Si le rassemblement était interdit en raison d’un arrêté préfectoral, c’est la méthode d’intervention qui interpelle. D’autant qu’au moment de l’opération de destruction des gendarmes, la musique avait cessé, comme l’avait demandé le préfet Emmanuel Berthier. « Cela fait des années que je les défends. C’est la première fois que je vois ça », résume Me Marianne Rostan. L’avocate est catégorique : l’action des forces de l’ordre s’est déroulée en toute illégalité. « Seules les saisies sont autorisées. La destruction des biens ne peut avoir lieu que sur ordre du procureur, et uniquement s’ils sont considérés comme dangereux », résume Me Rostan.

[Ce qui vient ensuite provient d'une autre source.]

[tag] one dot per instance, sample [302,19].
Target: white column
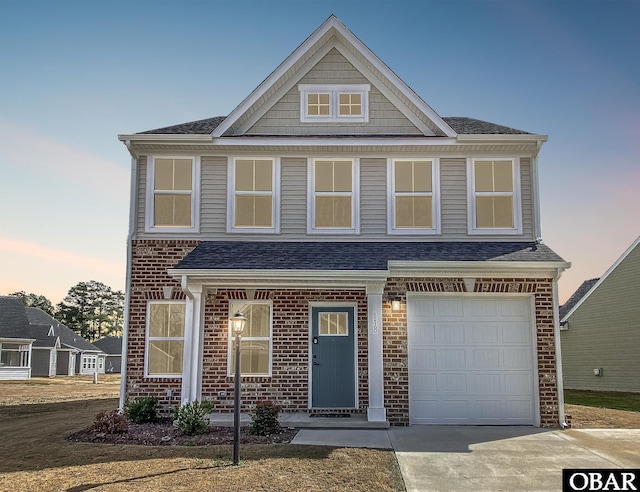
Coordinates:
[376,411]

Contacté, le procureur de la République de Rennes a fait savoir « qu’aucune instruction du parquet de Rennes n’a été donnée au-delà » de la saisie de certains biens. La liste des biens confisqués est pourtant courte : « une platine, trois tables de mixage et trois amplificateurs ». Contactée, la préfecture d’Ille-et-Vilaine refuse de s’exprimer, se rangeant derrière la réserve électorale. La gendarmerie locale n’est pas plus bavarde. Quant aux autorités nationales, elles peinent visiblement à expliquer l’opération. « Lors de l’évacuation, les gendarmes ont procédé à une manœuvre complexe qui, une fois commencée, devait être exécutée rapidement pour assurer la mise en sécurité des personnes », explique une source proche du dossier. Les gendarmes voulaient éviter que des gens ne tombent à l’eau ou que de nouveaux affrontements éclatent. Mais pourquoi s’en prendre au matériel ?
« Au cours de la manœuvre, il y a pu avoir du matériel cassé, des dégradations. Mais le contentieux pourra être remboursé », assure-t-on du côté de la gendarmerie.
Dans un tweet publié samedi, plusieurs photos montrent les biens dégradés qui ont été saisis. « C’est détruire pour détruire », regrettent les organisateurs. Leurs images viennent d’ailleurs contredire la version des gendarmes, qui semblent œuvrer en toute tranquillité, sous le regard désabusé de plusieurs témoins.
Les organisateurs vont porter plainte
Les organisateurs ne comptent pas en rester là et annoncent leur volonté de porter plainte pour dégradations. « On a l’impression de faire face à une démocratie de la force, à une stratégie de terreur. Comme si on voulait faire passer un message à la jeunesse, la dissuader de recommencer », ajoute Victor Lacroix. Avant d’ajouter. « Mais les teufs ne vont pas s’arrêter ». Habituée à défendre les sound systems, l’avocate Marianne Rostan se dit inquiète. « On a l’impression de revenir quinze ans en arrière. Il y a une tension grandissante entre les participants et les forces de l’ordre et on a clairement franchi un cap ce week-end. Je me demande ce que ça va donner à l’avenir ».
Trois enquêtes ont été ouvertes pour tenter de faire la lumière sur les affrontements survenus vendredi et la grave blessure de l’un des participants.